Plusieurs députés LREM ont indiqué lundi qu'ils allaient s'abstenir mardi à propos de la proposition de loi LR "anticasseurs" qui va être soumise au vote solennel de l'Assemblée en première lecture.
"La nouvelle interdiction administrative de manifester me pose problème sur la liberté fondamentale de manifester, au cas où elle viendrait à être mal utilisée par un futur régime mal intentionné, par exemple d'extrême droite", a expliqué Matthieu Orphelin dans un communiqué.
Malgré d'autres mesures du texte que l'élu du Maine-et-Loire juge "efficaces" (nouveau délit de dissimulation volontaire du visage, possibilité de fouilles), il s'abstiendra en "espérant" lors de la prochaine lecture de nouvelles évolutions sur ces interdictions préalables de manifester décidées par les préfets.
Aurélien Taché (Val-d'Oise) avait aussi indiqué dans le Journal du Dimanche qu'il s'abstiendrait "en l'état". "On ne peut pas mettre la restriction de liberté comme un principe", faute de quoi "on met le doigt dans quelque chose qui pourrait conduire à des dérives", a-t-il de nouveau insisté lundi sur LCP.
A-t-il été réprimandé? "Personne ne m'a passé un savon", a-t-il assuré.

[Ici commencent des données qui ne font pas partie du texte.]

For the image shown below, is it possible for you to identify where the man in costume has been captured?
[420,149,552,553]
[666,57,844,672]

Il n'y aura "en aucun cas" sanction "s'ils s'abstiennent", a indiqué le patron des députés "marcheurs" Gilles Le Gendre, lors de l'émission "Audition publique" LCP-Public-Sénat-AFP, en évaluant à "une vingtaine" leur nombre.

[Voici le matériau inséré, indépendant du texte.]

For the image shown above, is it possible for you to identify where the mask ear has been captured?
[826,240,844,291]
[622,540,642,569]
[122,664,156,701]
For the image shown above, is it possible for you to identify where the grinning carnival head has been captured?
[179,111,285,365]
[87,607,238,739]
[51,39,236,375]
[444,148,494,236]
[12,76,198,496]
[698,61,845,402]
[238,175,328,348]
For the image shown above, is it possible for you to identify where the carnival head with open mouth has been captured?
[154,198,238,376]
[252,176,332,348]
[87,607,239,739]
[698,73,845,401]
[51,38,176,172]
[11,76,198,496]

"Je ne suis pas là pour pratiquer la police de la pensée" et "je mise sur l'esprit de responsabilité de mes collègues", a-t-il ajouté.
Martine Wonner (Bas-Rhin) ne votera pas non plus la proposition de loi LR: elle s'abstiendra voire votera contre, a-t-elle précisé à l'AFP.

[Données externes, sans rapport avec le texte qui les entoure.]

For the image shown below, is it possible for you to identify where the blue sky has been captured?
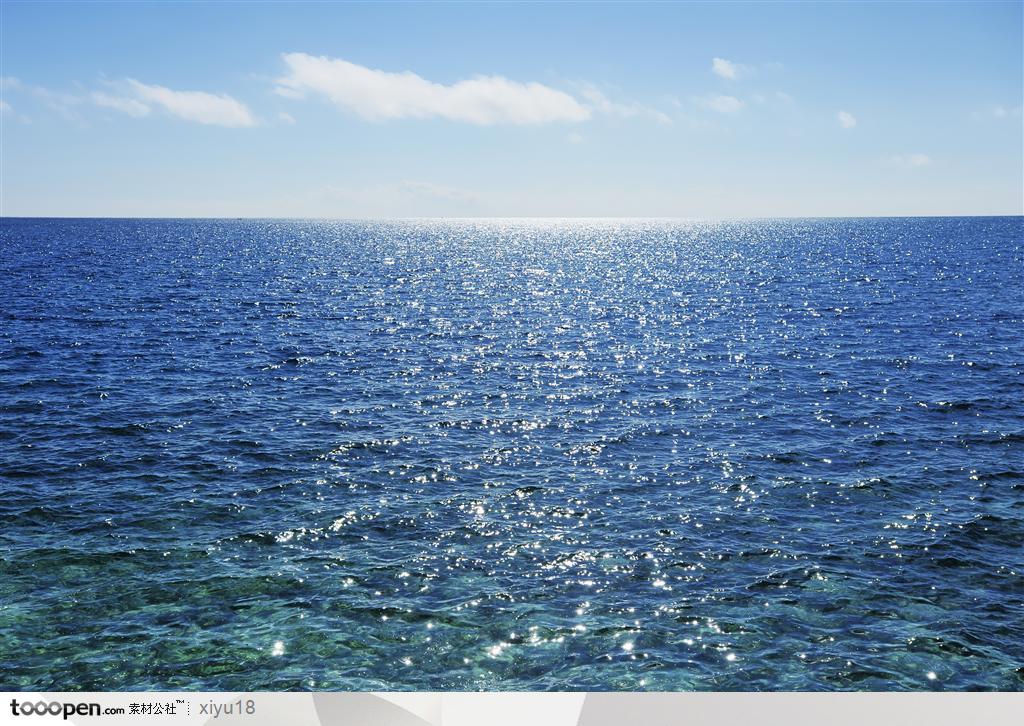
[0,0,1024,217]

Sonia Krimi (Manche), qui avait revêtu "symboliquement" en novembre un gilet jaune donné par des manifestants à sa permanence, a un moment voulu voter contre ce texte qui "n'aide pas à la cohésion sociale", avant de se rallier aux abstentionnistes, a-t-elle déclaré à l'AFP.
Elle juge également l'article sur les interdictions administratives de manifester "liberticide", "contraire à la déclaration des droits de l'Homme" et "inutile".
Cet article 2 doit permettre aux préfets de prononcer des interdictions de manifester à l'encontre d'individus représentant "une menace d'une particulière gravité pour l'ordre public", sous peine de six mois d'emprisonnement et 7.500 euros d'amende en cas d'infraction.
Interrogé sur ces votes contestataires, le ministre des Relations avec le Parlement Marc Fesneau (MoDem) a jugé sur le site de L'Opinion que "c'est un peu dommage" car "il y a eu un travail intéressant entre le gouvernement et le Parlement, en particulier avec la majorité", afin que "le texte soit d'une part le plus opérationnel et d'autre part tienne compte de l'exigence que nous avons tous de tenir les libertés individuelles".
Chaque parlementaire est libre de son vote, admet-il aussi: "On n'est pas là pour être des gardes-chiourmes, chacun est en situation de responsabilité".
Le délégué général de LREM Stanislas Guerini, qui "n'est pas en position de censeur", a assuré qu'il n'y aurait pas d'exclusions car "on peut assumer des désaccords".
"Je ne suis pas là pour exclure les uns ou les autres, en fonction de leur position sur des textes", a-t-il déclaré sur franceinfo, tout en disant souhaiter que les députés LREM soient "tous rassemblés" pour la deuxième lecture à l'Assemblée.